I monti di Gelboe (o di Ghilboa) sono una catena montuosa sita a nord d’Israele che fu teatro della battaglia fra Israeliti e Filistei (1Sam. XXXI). Compaiono in una della antifone più belle della liturgia della Chiesa Romana, l’antifona al Magnificat dei primi vespri della V domenica dopo la Pentecoste, che altro non è che il lamento funebre che David cantò sul suicida Saul e su Gionata che nella suddetta battaglia incontrarono la morte (2Sam. I).

Montes Gélboë, nec ros nec plúvia véniant super vos: quia in te abjéctus est clípeus fórtium, clípeus Saul, quasi non esset unctus oleo. Quómodo cecidérunt fortes in bello? Jónathas in excélsis interféctus est: Saul et Jónathas, amábiles et decóri valde in vita sua, in morte quoque non sunt divísi.

[Monti di Gelboe, non cada più su di voi né rugiada, né pioggia: perché su di te fu abbattuto lo scudo dei forti, lo scudo di Saul, come s’egli non fosse stato unto con l’olio. Come son caduti i forti nella battaglia? Gionata fu ucciso sulle alture: Saul e Gionata, amabili e grandemente gloriosi nella loro vita, neppure in morte sono stati divisi]

L’episodio viene ricordato anche nelle lezioni del Mattutino della Domenica e la Santa Madre Chiesa, facendo parlare Papa san Gregorio Magno, ci disvela gli arcani racchiusi in questa solennissima elegia davidica.

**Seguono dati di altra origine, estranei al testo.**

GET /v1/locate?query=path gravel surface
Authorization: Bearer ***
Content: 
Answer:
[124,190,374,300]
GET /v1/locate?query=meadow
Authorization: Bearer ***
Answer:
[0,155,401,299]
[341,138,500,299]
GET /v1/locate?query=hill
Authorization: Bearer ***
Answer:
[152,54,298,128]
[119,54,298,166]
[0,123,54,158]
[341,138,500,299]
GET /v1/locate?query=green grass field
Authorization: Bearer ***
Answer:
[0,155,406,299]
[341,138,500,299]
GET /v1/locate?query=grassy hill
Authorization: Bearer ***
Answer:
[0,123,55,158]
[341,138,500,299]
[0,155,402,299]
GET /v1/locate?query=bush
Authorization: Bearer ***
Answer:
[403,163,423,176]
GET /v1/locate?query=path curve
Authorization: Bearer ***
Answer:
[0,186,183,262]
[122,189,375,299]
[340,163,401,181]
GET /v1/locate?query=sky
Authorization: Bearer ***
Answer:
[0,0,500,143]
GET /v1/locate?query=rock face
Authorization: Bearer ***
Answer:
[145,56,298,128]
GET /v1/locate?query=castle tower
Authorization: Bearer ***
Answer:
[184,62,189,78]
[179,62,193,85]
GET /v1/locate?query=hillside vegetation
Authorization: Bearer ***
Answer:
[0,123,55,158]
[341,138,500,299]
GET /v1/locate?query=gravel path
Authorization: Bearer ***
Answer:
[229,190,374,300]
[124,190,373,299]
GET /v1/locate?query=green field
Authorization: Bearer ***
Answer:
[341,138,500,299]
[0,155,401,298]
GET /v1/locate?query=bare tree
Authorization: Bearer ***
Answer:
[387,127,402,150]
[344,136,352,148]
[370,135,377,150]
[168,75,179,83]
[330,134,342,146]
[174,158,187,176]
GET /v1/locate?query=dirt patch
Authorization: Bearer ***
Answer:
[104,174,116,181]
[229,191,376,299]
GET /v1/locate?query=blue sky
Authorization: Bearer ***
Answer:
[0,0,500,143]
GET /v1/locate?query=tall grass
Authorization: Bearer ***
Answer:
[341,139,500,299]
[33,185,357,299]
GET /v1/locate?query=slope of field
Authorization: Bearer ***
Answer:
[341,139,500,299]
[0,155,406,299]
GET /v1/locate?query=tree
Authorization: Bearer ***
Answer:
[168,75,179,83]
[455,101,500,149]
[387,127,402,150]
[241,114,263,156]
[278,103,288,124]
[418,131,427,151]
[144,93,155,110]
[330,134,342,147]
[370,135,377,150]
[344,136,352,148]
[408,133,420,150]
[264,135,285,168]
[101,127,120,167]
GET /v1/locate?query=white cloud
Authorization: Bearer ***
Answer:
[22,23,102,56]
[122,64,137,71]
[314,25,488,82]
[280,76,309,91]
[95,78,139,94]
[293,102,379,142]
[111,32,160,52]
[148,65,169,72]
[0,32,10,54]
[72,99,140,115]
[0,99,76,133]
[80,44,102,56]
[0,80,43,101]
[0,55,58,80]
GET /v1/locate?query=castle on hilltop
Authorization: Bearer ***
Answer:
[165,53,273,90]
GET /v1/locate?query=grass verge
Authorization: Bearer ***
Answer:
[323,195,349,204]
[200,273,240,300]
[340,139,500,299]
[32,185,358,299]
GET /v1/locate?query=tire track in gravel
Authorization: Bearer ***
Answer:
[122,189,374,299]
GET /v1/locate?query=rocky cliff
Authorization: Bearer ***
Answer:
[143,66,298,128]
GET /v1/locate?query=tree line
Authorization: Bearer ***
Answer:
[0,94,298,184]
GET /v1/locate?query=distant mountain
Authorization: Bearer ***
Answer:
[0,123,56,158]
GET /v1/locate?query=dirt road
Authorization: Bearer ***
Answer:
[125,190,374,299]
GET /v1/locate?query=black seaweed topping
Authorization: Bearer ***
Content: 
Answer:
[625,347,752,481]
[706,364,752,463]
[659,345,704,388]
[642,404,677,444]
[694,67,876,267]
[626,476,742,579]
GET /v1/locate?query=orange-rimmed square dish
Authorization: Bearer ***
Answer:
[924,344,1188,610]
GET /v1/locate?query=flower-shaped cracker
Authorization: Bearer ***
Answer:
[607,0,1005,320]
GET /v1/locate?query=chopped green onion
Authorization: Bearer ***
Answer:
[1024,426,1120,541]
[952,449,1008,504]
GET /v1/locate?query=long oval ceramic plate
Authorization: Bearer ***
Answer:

Perché mai Davide, che non ricambiò il male a chi gliene faceva, avendo appreso che Saul e Gionata erano caduti in battaglia, maledisse i monti di Gelboe dicendo: «Monti di Gelboe, non cada più su di voi né rugiada né pioggia: né ci siano campi di primizie, perché ivi fu abbattuto lo scudo dei forti, Io scudo di Saul, come se egli non fosse stato unto con l’olio!». Perché mai Geremia, vedendo che la sua predicazione incontrava difficoltà negli uditori, uscì in questa maledizione; «Maledetto l’uomo che ha annunziato e detto a mio padre: «Ti è nato un bambino»?
In che furono colpevoli i monti di Gelboe nella morte di Saul da non ricevere più né rugiada, né pioggia, e da seccare in essi ogni verdeggiante vegetazione conforme all’augurio di maledizione? Ma perché Gelboe significa corso d’acqua, e Saul, cui l’unzione non impedì di morire, essendo figura del nostro Mediatore nella sua morte; non malamente i monti di Gelboe rappresentano quei Giudei dai cuori superbi, che, abbandonandosi a una marea di cupidigie terrene, si mescolarono nella morte di Cristo, l’unto per eccellenza: e perché il re, l’unto vero, perdette la vita del corpo in mezzo ad essi, perciò, privati d’ogni rugiada di grazia, essi sono nella sterilità.
Di essi è detto con ragione che non potranno più essere campi di primizie. In fatti le anime superbe degli Ebrei non danno più frutti nuovi: perché, alla venuta del Redentore, rimasero nella massima parte nell’infedeltà, e non vollero seguire i primi insegnamenti della fede. E mentre la santa Chiesa s’è mostrata fin dai primordi precocemente feconda per la moltitudine dei Gentili generati, appena è se, negli ultimi tempi, ella raccoglierà alcuni Giudei che potrà trovare ancora, raccogliendoli come una tardiva raccolta, e serbandoli come frutti di tardiva stagione.